The Incompetence of George Bush

(March 1992)

 

"Fuck the Jews. They didn't vote for us."
-- Secretary of State James Baker III, speaking privately (attributed by The New Republic, 3/30/92)

 

Will the moral bankruptcy of the Bush administration ever reach a low point?

The long, downward path it has traveled has included such highlights as Bush welshing on his promise to rebuild Panama after "Operation Just Cause"; Bush lobbying for aid to the Iraqis until just before they invaded Kuwait; Bush watching passively as the Kurds were slaughtered (only responding after intense pressure to do so); Bush fearing to take the political risk of proposing a real solution to our mounting debt problem; and Bush cravenly sacrificing NEA chairman John Frohnmayer to blatant political expediency.
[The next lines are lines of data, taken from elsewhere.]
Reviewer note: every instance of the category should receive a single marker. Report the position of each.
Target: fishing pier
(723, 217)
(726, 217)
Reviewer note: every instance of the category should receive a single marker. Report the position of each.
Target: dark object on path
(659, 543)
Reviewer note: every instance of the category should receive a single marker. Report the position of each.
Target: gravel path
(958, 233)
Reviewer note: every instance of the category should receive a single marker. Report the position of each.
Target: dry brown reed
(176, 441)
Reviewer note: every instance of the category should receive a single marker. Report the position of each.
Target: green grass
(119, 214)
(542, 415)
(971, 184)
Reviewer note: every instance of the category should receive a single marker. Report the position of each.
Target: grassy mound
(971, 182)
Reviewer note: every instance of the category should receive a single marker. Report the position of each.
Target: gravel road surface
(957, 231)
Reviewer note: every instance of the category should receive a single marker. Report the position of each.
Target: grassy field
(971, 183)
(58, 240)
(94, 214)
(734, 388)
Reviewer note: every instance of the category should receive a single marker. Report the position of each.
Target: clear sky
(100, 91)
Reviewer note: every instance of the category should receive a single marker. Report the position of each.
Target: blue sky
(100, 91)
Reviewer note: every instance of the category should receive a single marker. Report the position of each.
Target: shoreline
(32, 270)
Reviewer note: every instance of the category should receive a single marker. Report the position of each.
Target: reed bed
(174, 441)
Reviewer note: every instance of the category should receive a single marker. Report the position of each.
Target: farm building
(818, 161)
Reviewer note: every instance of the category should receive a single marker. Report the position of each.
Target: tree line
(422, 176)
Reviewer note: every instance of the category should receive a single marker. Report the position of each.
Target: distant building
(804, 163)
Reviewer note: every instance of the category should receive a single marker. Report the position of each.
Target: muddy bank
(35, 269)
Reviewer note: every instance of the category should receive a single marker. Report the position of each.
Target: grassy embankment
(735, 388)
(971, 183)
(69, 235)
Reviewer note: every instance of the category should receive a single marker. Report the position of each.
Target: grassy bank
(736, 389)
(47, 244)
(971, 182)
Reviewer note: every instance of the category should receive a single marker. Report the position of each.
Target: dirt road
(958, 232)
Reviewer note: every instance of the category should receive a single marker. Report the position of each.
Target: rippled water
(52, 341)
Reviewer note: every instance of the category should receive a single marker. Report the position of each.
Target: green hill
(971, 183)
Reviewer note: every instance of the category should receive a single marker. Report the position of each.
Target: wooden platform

In the latest act, Bush's closest adviser has exposed as false Bush's claim to be an "honest broker" in the Middle East.

Does Bush have any goals other than maintaining the status quo and furthering his political career? Does he have an idea of where he wants the country to go and a plan to get us there? If he does, he hasn't shown it to us yet. The most incredible claim Bush makes is that he is as mad at Washington as the people are. But hasn't Bush's party controlled the White House for 11+ years? If Bush hasn't set a direction for the government by now, why should we assume he ever will?

There's something pathetic about Bush, who can't run a government, shrilly attacking Speaker of the House Tom Foley for not being able to run a bank. It may be good spin control, but it's a poor excuse for leadership.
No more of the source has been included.